Я объяснила, что у неандертальцев имелся ген FoxP2, который у людей связан с развитием речи и языка, хотя мы пока мало знаем, как он функционировал у них.
– И у них была подъязычная кость, – сказала я, – это вроде якоря для мышц языка. Учитывая узкую гортань и ее положение относительно их тяжелых тел, голоса неандертальцев, скорее всего, были высокими.
– То есть я могу свалить мой хриплый голос на предков-неандертальцев? – спросил Ричард.
– Ты можешь свалить многие свои качества, девяносто процентов, а то и больше, на ту долгую часть человеческой истории, когда наши предки были охотниками и собирателями. Так эволюционировал твой организм.
– Но ты когда-нибудь осядешь на месте? – спросила меня Нита.
Разговор прекратился. Все перевели взгляд с нее на меня и обратно.
– Что? – В первые несколько секунд молчания я была уверена, что Нита перед этим разговаривала с Ричардом и вопрос был обращен к нему.
– Ричард говорил, что ты все время работаешь и переезжаешь с места на место. – Нита попыталась спасти ситуацию. – Нет, я не о том, что ты неустроенная. А о том, что не сидишь на месте. И у тебя нет детей… – Снова наступило неловкое молчание. В других обстоятельствах я бы просто перевела разговор на другую тему. К тому времени мне было хорошо за тридцать и я была одна. Я привыкла к вопросам, почему у меня нет ни мужа, ни детей. Но в тот вечер я так глубоко погрузилась в наш разговор о неандертальцах – а когда я говорю о работе, то не могу думать ни о чем другом, – что не сообразила, что она просто сменила тему. Я позволила молчанию висеть в воздухе слишком долго. Они с Ричардом явно говорили обо мне. Я не ждала, что Ричард или Нита поймут особенности кочевой жизни или то, какое влияние такая жизнь оказывала на воспитание детей у неандертальцев. Это сбило меня с толку. Я не сразу поняла, что ее вопрос был гораздо проще. До Саймона дошло быстрее.
– А я? – спросил он. – У меня будут дети?

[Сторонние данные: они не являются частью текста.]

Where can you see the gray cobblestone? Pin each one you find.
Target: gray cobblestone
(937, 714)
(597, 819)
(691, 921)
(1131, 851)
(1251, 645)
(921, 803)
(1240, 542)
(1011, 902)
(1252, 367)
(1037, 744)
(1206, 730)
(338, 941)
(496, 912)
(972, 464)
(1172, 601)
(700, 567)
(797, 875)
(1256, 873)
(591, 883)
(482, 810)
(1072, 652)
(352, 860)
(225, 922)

– Не знаю. – Ричард с некоторым облегчением отвел от меня взгляд. – Собираешься завести?
– Ценю твою заботу, Ричард. Я бы очень хотел, но еще не встретил подходящей женщины.
– Еще встретишь. – Ричард сделал большой глоток вина.
– Просто меня беспокоит, что я уже староват, – сказал Саймон.
– Идеальное время для десерта, – сказала Нита, вставая и собирая тарелки, чтобы сменить тему.
Саймон тоже встал, чтобы помочь ей. Мое первое впечатление о нем так и осталось самым стойким: гибко мыслит для этого негибкого мира и готов взбунтоваться в любой момент. Он подошел, чтобы забрать мою тарелку, и, повернувшись ко мне, показал язык, так, что это видела только я.